A kind of mixing reaction kettle of reclaimed rubber lamp TPE composite material
By introducing a mounting sleeve, locking hole, locking rod, and dial wheel structure into the internal mixing reactor, the stirring blades can be individually adjusted, solving the problem that the stirring rod cannot be adjusted in tilt angle in the prior art, and improving the treatment effect on high-filling systems.
Patent Information
- Authority / Receiving Office
- CN · China
- Patent Type
- Utility models(China)
- Current Assignee / Owner
- FLYING (FUZHOU) IND CO LTD
- Filing Date
- 2025-08-12
- Publication Date
- 2026-07-07
AI Technical Summary
The existing internal mixing reactor has a one-piece stirring rod design, which makes it impossible to adjust the angle of the stirring rod according to the viscosity of the material, making it difficult to effectively break the agglomeration phenomenon in highly packed systems.

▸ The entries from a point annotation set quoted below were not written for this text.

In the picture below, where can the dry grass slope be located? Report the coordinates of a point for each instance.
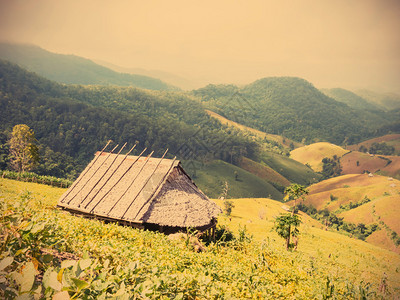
(257, 133)
(390, 139)
(342, 255)
(314, 153)
(358, 162)
(384, 206)
(263, 171)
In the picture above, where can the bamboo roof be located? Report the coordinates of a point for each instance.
(139, 189)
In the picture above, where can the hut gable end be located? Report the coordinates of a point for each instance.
(139, 190)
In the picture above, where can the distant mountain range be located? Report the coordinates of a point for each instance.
(364, 99)
(294, 108)
(71, 69)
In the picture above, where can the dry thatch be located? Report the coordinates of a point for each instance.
(139, 191)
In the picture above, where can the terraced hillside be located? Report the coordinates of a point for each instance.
(389, 139)
(314, 153)
(105, 260)
(284, 142)
(361, 198)
(358, 162)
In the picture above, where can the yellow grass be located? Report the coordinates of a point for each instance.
(390, 139)
(361, 214)
(384, 195)
(341, 254)
(388, 208)
(314, 153)
(257, 133)
(263, 171)
(381, 239)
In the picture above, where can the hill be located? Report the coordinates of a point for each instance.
(293, 108)
(73, 122)
(212, 177)
(387, 101)
(71, 69)
(267, 137)
(173, 79)
(359, 198)
(389, 139)
(350, 98)
(99, 260)
(358, 162)
(314, 153)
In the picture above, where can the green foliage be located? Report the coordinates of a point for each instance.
(286, 227)
(330, 219)
(33, 177)
(331, 167)
(72, 69)
(292, 107)
(293, 170)
(351, 205)
(381, 148)
(72, 122)
(24, 154)
(211, 176)
(228, 205)
(49, 253)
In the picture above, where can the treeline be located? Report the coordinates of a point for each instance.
(378, 148)
(72, 122)
(292, 107)
(330, 219)
(33, 177)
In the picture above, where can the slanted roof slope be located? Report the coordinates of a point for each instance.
(139, 190)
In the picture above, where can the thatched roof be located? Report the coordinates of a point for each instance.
(139, 190)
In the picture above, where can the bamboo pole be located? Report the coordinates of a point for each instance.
(80, 204)
(126, 190)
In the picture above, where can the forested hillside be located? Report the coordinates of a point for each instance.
(387, 101)
(350, 98)
(65, 124)
(73, 69)
(294, 108)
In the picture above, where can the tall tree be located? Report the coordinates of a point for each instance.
(286, 224)
(294, 192)
(24, 154)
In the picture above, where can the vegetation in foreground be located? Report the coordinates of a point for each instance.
(47, 252)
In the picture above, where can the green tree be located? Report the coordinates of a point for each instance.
(286, 227)
(286, 224)
(294, 192)
(24, 154)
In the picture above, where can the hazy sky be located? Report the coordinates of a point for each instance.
(335, 43)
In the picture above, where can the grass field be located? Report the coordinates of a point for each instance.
(390, 139)
(285, 142)
(384, 205)
(212, 176)
(314, 153)
(289, 168)
(358, 162)
(263, 171)
(117, 261)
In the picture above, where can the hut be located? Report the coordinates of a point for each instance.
(144, 192)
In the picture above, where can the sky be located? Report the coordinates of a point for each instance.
(351, 44)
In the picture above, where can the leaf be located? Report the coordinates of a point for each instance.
(67, 263)
(47, 258)
(5, 262)
(37, 227)
(61, 296)
(50, 279)
(85, 263)
(27, 277)
(80, 284)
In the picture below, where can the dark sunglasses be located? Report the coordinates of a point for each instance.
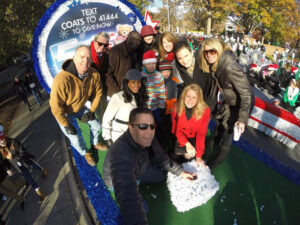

A structure including a mounting sleeve, a locking hole, a locking rod, a dial wheel, and a stirring blade is designed. The stirring blade can be adjusted individually by rotating the dial wheel and the mounting sleeve, and it has a flexible tilt angle adjustment function.
The stirring blades can be flexibly adjusted, which improves the treatment effect on high-filling systems, effectively breaks agglomeration, and enhances the practicality and flexibility of the treatment.
Smart Images

Figure CN224462765U_ABST
Abstract
Description
Technical Field
[0001] This utility model relates to the field of reaction vessel technology, specifically to a mixing reaction vessel for recycled rubber TPE composite materials. Background Technology
[0002] TPE composite material is a composite material formed by combining thermoplastic elastomer (TPE) with other materials through a composite process. However, a mixing reactor is used in the production process of recycled rubber TPE composite material.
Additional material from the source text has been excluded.